Mehr soziale Gerechtigkeit
Warum die Terroristen das tun? Wer weiß das schon genau. Woher der Hass kommt auf Menschen, die sie gar nicht kennen und die ihnen nichts getan haben? Warum diese Verirrten einem Glauben nachhängen, mit der Ermordung anderer Menschen würden sie ein höheres Heil erlangen, was immer das sein soll? Einen Gott anzurufen, um andere zu töten, das ist Gotteslästerei. Welche Religion predigt den Mord Andersgläubiger? Wie wird man Terrorist? Die Rede ist von entwurzelten jungen Zeitgenossen in Belgien, die es auch woanders gibt, von Menschen, die keinen Sinn in ihrem Leben mehr entdecken, aber denen wir eine Perspektive bieten müssen, um sie abzubringen von ihren terroristischen Zielen. Kein leichter Weg, aber er muss beschritten werden. Zugegeben, mit guter Sozialpolitik, mit mehr sozialer Gerechtigkeit kann man nicht alles erreichen, aber eine Menge korrigieren.
Es war ein Angriff auf unsere Freiheit, die wir verteidigen müssen. Tag für Tag, wie die schrecklichen Stunden von Brüssel die Europäer lehren. Die Freiheit dürfen wir uns nicht nehmen lassen, sonst hätten die Terroristen gewonnen. Sicher, im Moment geht die Angst um nicht nur in der belgischen Hauptstadt, Angst vor weiteren Anschlägen.

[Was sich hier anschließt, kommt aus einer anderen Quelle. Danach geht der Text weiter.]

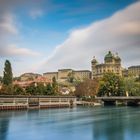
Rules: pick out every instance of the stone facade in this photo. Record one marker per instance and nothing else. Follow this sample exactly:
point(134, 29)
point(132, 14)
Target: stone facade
point(134, 71)
point(112, 63)
point(50, 75)
point(63, 74)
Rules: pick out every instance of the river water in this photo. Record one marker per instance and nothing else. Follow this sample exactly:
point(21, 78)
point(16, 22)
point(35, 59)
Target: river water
point(80, 123)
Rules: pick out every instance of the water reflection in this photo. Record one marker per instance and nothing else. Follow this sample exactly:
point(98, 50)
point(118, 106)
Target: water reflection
point(101, 123)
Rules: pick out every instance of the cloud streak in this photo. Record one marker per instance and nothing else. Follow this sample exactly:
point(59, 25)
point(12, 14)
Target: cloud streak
point(13, 50)
point(118, 33)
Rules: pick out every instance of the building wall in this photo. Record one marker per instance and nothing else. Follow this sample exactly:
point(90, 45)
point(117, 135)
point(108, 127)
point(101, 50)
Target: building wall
point(112, 65)
point(63, 74)
point(83, 74)
point(50, 75)
point(134, 71)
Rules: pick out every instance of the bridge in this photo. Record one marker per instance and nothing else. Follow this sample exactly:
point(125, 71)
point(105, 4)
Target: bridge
point(130, 100)
point(38, 102)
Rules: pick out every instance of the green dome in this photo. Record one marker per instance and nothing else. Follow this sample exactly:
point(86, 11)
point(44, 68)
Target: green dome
point(109, 56)
point(94, 60)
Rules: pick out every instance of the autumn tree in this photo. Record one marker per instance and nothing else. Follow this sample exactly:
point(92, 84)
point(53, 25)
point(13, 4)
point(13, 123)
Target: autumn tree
point(111, 85)
point(87, 88)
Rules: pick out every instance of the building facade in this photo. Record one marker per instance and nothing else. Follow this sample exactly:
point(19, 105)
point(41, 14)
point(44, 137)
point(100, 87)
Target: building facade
point(63, 74)
point(112, 63)
point(134, 71)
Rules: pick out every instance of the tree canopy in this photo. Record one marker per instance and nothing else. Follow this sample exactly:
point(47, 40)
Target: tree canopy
point(111, 85)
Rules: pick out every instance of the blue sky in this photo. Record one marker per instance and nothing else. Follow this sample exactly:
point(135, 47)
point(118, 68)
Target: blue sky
point(33, 32)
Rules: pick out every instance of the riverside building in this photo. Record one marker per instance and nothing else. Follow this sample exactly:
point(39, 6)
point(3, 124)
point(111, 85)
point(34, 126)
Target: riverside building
point(63, 74)
point(112, 63)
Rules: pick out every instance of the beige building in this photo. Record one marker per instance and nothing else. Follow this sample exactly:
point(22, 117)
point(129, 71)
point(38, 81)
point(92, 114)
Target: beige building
point(134, 71)
point(63, 74)
point(29, 76)
point(112, 63)
point(82, 74)
point(50, 75)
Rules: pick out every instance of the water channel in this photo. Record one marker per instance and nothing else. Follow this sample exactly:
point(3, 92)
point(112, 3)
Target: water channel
point(79, 123)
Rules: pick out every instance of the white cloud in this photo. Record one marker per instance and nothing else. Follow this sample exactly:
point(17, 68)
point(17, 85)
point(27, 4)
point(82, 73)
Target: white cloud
point(35, 13)
point(7, 24)
point(13, 50)
point(118, 33)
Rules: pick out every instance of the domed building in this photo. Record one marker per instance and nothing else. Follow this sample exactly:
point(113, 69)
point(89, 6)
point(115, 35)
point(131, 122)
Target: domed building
point(112, 63)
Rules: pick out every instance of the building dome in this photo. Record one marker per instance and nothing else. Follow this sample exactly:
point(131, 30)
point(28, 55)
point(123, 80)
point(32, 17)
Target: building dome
point(109, 57)
point(94, 61)
point(117, 58)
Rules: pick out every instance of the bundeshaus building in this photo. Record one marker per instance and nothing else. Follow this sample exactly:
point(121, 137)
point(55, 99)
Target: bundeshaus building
point(112, 63)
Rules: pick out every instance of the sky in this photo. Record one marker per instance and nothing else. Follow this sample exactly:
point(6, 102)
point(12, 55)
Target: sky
point(46, 35)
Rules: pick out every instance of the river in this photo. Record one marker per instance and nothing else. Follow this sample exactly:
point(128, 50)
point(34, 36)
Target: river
point(79, 123)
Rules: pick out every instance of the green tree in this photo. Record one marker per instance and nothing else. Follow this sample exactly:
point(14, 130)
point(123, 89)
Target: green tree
point(87, 88)
point(111, 85)
point(48, 90)
point(70, 77)
point(17, 90)
point(1, 79)
point(132, 87)
point(31, 89)
point(7, 74)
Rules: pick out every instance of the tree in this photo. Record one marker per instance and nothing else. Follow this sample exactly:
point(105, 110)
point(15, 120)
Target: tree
point(1, 79)
point(70, 77)
point(111, 85)
point(132, 87)
point(31, 89)
point(87, 88)
point(7, 74)
point(48, 90)
point(17, 90)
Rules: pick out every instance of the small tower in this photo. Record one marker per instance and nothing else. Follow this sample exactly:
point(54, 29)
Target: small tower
point(109, 58)
point(117, 59)
point(93, 66)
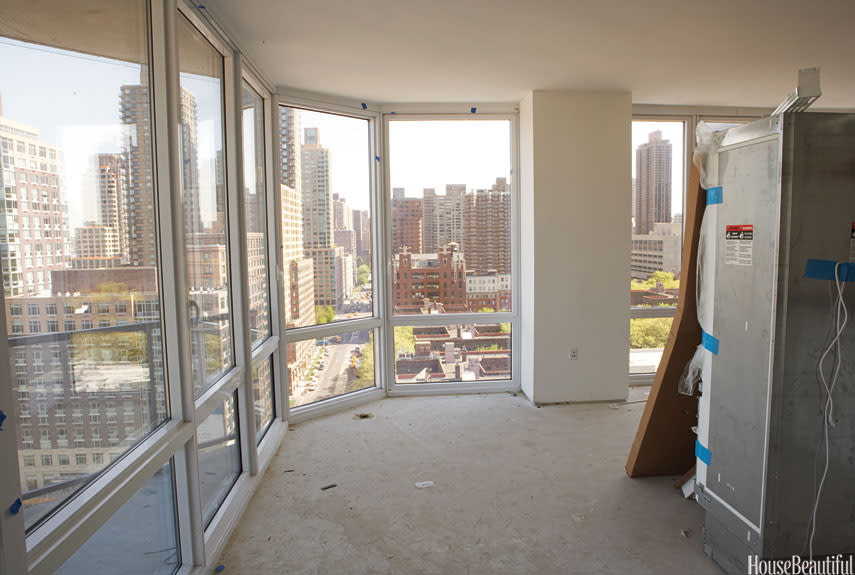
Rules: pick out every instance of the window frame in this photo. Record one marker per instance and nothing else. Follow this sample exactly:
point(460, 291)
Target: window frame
point(453, 113)
point(690, 116)
point(377, 321)
point(49, 545)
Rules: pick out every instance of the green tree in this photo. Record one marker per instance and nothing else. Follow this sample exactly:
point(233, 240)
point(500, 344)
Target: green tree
point(324, 314)
point(363, 274)
point(667, 279)
point(405, 341)
point(649, 333)
point(364, 374)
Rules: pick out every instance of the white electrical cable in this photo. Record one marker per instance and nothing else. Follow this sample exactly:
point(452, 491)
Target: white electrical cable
point(829, 389)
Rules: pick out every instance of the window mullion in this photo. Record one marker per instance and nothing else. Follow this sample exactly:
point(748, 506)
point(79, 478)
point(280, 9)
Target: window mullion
point(239, 281)
point(166, 92)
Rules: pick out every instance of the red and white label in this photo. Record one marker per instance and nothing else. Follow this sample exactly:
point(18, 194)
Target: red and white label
point(739, 244)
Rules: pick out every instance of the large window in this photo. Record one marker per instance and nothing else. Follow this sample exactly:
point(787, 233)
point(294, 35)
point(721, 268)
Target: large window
point(451, 210)
point(204, 199)
point(79, 249)
point(325, 172)
point(658, 168)
point(142, 320)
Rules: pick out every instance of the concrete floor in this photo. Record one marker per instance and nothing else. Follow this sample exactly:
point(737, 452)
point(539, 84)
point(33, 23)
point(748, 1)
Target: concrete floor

Der so genannte Islamische Staat brüstet sich dieser Untaten, feiert als Erfolg, was die übrige Menschheit schockt. Als wäre der Mord ein Sieg, dabei ist er ein Verbrechen, das jeden empören muss. Niemand hat das Recht, andere zu töten, auch nicht der IS. Er wird weiter morden, bis er eines Tages besiegt ist. Von den Demokratien der Welt.
Kein Grund zur Hysterie
Alarmstufe Rot in Brüssel, Alarm auch in den Nachbarländern, Krisenstäbe werden gebildet, bewaffnete Beamte sind zu sehen, Bilder mit Toten und Verletzten mit blutverschmierten Gesichtern, mit Menschen, denen der Schock in die Glieder gefahren ist. Menschen schildern, dass sie gerade noch dem Inferno entkommen sind, weil sie unterwegs aufgehalten wurden, weil man gerade noch eine Zigarette geraucht hat, weil man etwas zu spät dran war und deshalb überlebt hat. Man hat eben Glück gehabt.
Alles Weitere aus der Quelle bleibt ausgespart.